Everything I’ve done is just an amalgamation of tools I’ve learned from my co-authors, colleagues, fellow researchers and students. For me — and I believe this is the key goal of the field of economics nowadays — I want to use theory and a lot of data and good evidence to inform how smart policy should be carried out. If you’re extremely lucky, you find policy changes that don’t involve tradeoffs. But most of the time, you need good evidence to help inform decision-makers about the tradeoffs that policymaking involves. Without such evidence, we are just flying blind, so using data to fill in the gaps in our understanding is what motivates me. And even when it is obvious that a policy change would be a good idea, because of policy inertia, we still need data to know how important that change could be — how much is being left on the table if we don’t enact the change — and so, again, good data-based science is indispensable.

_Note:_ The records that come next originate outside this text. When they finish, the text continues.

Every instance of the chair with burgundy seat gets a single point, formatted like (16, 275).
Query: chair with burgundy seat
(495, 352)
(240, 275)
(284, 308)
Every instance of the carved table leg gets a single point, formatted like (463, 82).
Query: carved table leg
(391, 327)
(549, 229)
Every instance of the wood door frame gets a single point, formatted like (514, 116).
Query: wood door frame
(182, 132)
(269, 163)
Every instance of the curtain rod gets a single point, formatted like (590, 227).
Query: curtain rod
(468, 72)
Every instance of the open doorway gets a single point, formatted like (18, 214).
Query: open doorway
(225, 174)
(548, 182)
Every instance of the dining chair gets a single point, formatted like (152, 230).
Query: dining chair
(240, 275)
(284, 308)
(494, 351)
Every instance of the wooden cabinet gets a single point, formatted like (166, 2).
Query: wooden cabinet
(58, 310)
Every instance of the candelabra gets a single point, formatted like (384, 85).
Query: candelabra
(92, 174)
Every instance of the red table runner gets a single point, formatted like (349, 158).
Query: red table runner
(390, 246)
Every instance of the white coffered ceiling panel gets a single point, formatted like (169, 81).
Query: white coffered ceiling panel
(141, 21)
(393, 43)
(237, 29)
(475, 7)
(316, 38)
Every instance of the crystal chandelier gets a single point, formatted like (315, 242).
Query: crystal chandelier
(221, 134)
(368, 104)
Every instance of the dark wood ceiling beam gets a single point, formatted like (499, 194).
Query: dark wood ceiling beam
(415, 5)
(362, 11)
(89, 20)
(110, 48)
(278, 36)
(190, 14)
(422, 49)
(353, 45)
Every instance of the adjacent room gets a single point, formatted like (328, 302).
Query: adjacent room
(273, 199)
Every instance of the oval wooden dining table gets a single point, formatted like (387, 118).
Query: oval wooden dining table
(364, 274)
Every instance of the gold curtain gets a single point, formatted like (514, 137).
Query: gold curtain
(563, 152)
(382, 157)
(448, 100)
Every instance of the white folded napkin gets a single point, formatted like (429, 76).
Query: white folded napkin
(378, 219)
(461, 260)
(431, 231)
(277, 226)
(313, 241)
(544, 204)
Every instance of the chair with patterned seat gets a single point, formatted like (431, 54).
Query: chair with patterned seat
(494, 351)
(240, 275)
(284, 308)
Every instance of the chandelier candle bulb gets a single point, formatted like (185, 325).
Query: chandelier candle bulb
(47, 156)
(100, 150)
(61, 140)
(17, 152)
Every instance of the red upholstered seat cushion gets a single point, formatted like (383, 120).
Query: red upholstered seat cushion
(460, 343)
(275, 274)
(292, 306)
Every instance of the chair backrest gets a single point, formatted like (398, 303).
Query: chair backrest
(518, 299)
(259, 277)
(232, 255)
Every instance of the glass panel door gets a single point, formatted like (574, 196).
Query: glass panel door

I’ve always been interested in trade. Historically, within the study of economics, “trade” has largely meant international trade. But obviously, the bulk of the trading we do every day is with other people within the same country, not just with other countries. What would the Bay Area be without the ability to export to other parts of the U.S. and beyond all the things that its economy specializes in? We wouldn’t have all this growth and these tech companies. That process always struck me as an under-studied cornerstone of growth and development. It has also always seemed strange to me that international trade can be so politically controversial, but intra-national trade between, say, California and Colorado is not. Why not?
Imagine living in India in 1870 and suddenly this “iron horse” arrives. Goods begin arriving from all parts of India, and you can now sell to those other parts, too – the price of what you buy has gone down and the price of what you make and sell has gone up. There have been these massive investments in infrastructure and transportation over the last 100 years or so, with the main goal being to enable freer intra-national trade. I wanted to understand what impact that had. These kinds of opportunities to study big transportation infrastructure projects are rare, so we have to grab them when we can find them.
Those changes, even 100 or 130 years ago, are stark and illuminating. We’re lucky to live in an age where it is relatively easy to digitize maps and archival records and to then use mapping and statistical software in powerful ways.
We have a world-class group of researchers, and I’m incredibly lucky to be part of that. The Stanford economics community, including the Graduate School of Business and beyond, always struck me as amazingly good at integrating faculty and students across the sub-disciplines of economics. That cross-pollination is a distinctive and important hallmark of the Stanford culture, and I know my work wouldn’t be the same without it.